The loss of quality healthcare workers, due to violence related turnover and the hundreds of millions of dollars lost annually from injuries are devastating.  In a very real way, violence in healthcare has become one of the medical profession’s biggest problems and can no longer be contained as one of its dirty little secrets.

The following story is a blatant example—albeit an all too familiar one—of a level of acceptance that is perhaps unique to healthcare.  While merely engaged in a casual conversation, a law enforcement professional asked a healthcare professional how her day was going. She related that moments earlier she had almost been physically and sexually assaulted. This Nurse Practitioner was able to escape from the situation by having done an appropriate assessment and using some evasive tactics.

After escaping the potentially catastrophic attack, she told the shocked police officer that the police were not contacted and that she simply went to a location where others were present and waited for her attacker to leave the scene.  She did say that she notified her supervisor and documented the incident in the patient’s medical record.  The scariest part of the whole interaction was that not only didn’t she feel the need or the right to access the criminal justice system, but that she did, in fact, report the incident to her employer and no law enforcement action was deemed necessary.

To make things perhaps even worse, due to a general misunderstanding of HIPAA and other laws  governing patient confidentiality, she did not feel that she was able to notify the police.  She also told the officer that all her previous training as a nurse caused her to accept that “these things just happen” and that they must be accepted as “part of the job”.  She also believed that if she were to pursue an investigation of the incident, it was quite possible that she would lose her job.

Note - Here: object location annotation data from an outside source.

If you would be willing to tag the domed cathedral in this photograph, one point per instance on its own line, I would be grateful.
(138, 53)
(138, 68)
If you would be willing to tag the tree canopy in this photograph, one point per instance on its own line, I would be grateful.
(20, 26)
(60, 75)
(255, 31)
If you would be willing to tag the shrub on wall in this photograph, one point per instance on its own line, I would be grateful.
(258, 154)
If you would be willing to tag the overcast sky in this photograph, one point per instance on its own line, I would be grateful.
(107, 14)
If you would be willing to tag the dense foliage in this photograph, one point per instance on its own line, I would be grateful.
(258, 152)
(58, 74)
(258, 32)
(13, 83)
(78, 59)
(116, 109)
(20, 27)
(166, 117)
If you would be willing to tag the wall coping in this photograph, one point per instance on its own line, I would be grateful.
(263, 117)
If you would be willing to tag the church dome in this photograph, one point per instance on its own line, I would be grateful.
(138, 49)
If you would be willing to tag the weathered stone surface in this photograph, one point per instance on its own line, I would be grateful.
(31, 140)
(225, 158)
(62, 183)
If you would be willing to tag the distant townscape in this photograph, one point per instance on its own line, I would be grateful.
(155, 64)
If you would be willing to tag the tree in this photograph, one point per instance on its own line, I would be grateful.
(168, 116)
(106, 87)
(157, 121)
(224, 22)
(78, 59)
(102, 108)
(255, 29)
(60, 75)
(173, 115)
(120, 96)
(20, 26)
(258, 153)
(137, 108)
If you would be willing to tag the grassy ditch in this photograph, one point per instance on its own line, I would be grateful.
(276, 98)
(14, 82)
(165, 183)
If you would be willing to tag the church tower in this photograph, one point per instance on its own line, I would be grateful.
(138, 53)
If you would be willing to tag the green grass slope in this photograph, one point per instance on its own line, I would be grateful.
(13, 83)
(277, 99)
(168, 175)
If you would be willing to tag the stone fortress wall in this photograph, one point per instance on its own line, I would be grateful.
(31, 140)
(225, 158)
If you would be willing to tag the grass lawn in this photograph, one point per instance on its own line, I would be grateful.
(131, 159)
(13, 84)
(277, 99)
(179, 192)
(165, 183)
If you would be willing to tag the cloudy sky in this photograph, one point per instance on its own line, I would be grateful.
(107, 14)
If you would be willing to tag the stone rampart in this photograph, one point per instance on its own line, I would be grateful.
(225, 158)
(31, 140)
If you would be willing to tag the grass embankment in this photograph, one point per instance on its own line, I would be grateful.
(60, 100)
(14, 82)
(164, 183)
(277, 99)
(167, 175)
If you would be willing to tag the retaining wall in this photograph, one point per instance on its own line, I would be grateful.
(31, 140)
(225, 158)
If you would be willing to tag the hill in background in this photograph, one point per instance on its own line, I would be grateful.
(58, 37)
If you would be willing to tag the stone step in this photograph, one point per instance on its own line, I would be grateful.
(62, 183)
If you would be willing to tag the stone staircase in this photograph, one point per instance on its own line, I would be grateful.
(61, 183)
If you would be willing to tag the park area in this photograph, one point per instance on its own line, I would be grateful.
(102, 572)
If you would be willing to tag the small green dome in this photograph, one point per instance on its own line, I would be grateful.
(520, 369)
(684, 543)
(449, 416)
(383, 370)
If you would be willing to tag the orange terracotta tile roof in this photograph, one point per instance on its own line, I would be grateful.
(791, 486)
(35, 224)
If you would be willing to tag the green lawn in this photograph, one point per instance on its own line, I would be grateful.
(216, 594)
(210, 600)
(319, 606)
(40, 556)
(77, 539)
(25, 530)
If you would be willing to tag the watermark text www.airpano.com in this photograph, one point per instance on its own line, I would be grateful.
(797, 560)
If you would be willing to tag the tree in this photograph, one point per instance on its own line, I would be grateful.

In her interpretation of her role as a provider, she believed that there was actually no recourse for her as a victim.  In her mind, her position as a provider denied her not only  access to the criminal justice system, but even to a reasonable expectation of safety.  There was no system in place, set by the employer, to protect her from any future occurrence.  Instead, there was a professional culture in place to protect the offender from prosecution.  Obviously, the environment of care in which she was working was compatible with violence; furthermore, her acceptance of risk for violent behavior was an expectation of employment.  But is that reasonable or even uncommon?

Before we even begin to consider our rights under the law, our beliefs should always be subjected to the smell test of reasonable expectation.  It’s time we ask ourselves, would she have adopted the above belief system if she were a waitress or a police officer?  The answer seems obvious, doesn’t it?  Then why is it okay to sexually assault a healthcare provider?  If she asked a peer or her boss, if this was an acceptable risk, perhaps they might have answered yes.  But what if she asked her mother or her husband?  What would any of their perceptions have been?  In all likelihood, they wouldn’t have been as accepting as someone who works in the healthcare field.

This scenario and many like it also begs the question, what if her attacker had just been a visitor or a relative of her patient?  What if he had been a fellow employee or just some courier delivering a package to the clinic?  The relationship between patient and provider is special, but is culpability for violent behavior really just a matter of context?  Do any solid lines exist that no one may cross in the patient-provider relationship?  That blurry line is at the heart of the problem of violence in healthcare.  Providers cannot begin to protect themselves from violence in their profession, if they cannot first agree that they are entitled to their own personal safety and basic human dignity.